Arora and Barak states (p. 230) the following:

What is the relation between $$BQP$$ and $$NP$$? It seems that quantum computers only offer a quadratic speedup (using Grover’s search) on $$NP$$-complete problems. There are also oracle results showing that $$NP$$ problems require exponential time on quantum computers [BBBV97]. So most researchers believe that $$NP \subsetneq BPP$$. On the other hand, there is a problem in $$BQP$$ (the Recursive Fourier Sampling or RFS problem [BV93]) that is not known to be in the polynomial-hierarchy, let alone in $$NP$$. Thus it seems that BQP and NP may be incomparable classes.

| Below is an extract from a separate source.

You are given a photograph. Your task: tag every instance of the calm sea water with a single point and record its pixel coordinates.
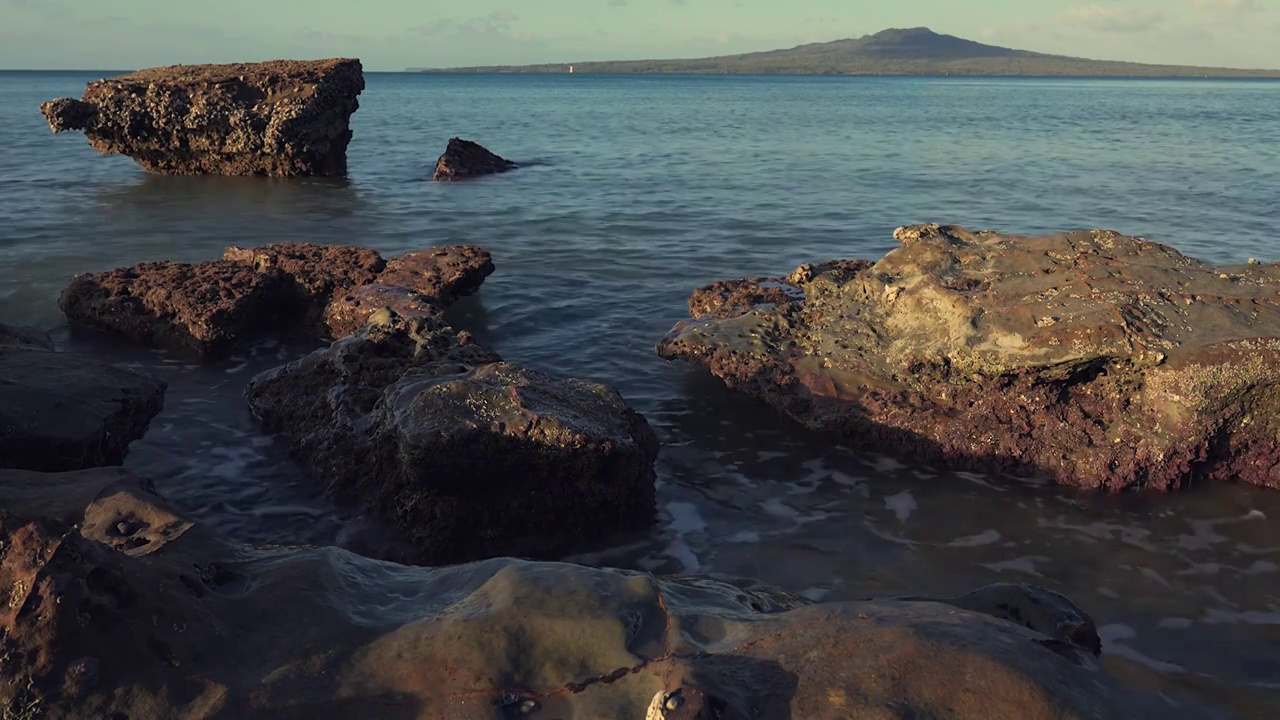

My question is: what is different between two classes are 'incomparable' or two classes are 'not equal'?

I knew that it is possible that $$P \neq NP$$, but $$P \subsetneq NP$$, so classes P and NP are comparable. Also, I am aware that when two classes have different type then they are incomparable, e.g. one is decision problems (NP) and another is counting problems (#P), then they are not comparable. But BQP and NP are both decision class of problems, so it is not clear to me why Arora and Barak said that both classes could be incomparable. For example, why not saying they are 'not equal' instead of 'incomparable'?

• Here $A$ and $B$ are incomparable just means that neither $A \subseteq B$ nor $B \subseteq A$. This is stronger than saying $A \neq B$ since, for example, $P \neq EXPTIME$ but $P \subseteq EXPTIME$. Commented Jun 20, 2022 at 7:32

Two sets $$A$$ and $$B$$ are comparable if $$A \subseteq B$$ or $$B \subseteq A$$. However, if $$A \neq B$$, it could be that $$A \subsetneq B$$ or $$B \subsetneq A$$.
If $$A \neq B$$ and $$A$$ and $$B$$ are comparable, we know that (wlog) all elements of $$A$$ also are in $$B$$, and this is an interesting piece of information.
If $$A$$ and $$B$$ are incomparable they are necessarily not equal ($$A \neq B$$). It also means that there is an element in $$A$$ that is not in $$B$$, and an element in $$B$$ that is not in $$A$$.
For example, since $$P \subseteq NP$$, we know that every problem in $$P$$ has a polynomial-time verification since every fact about problems in $$NP$$ is also true about problems in $$P$$.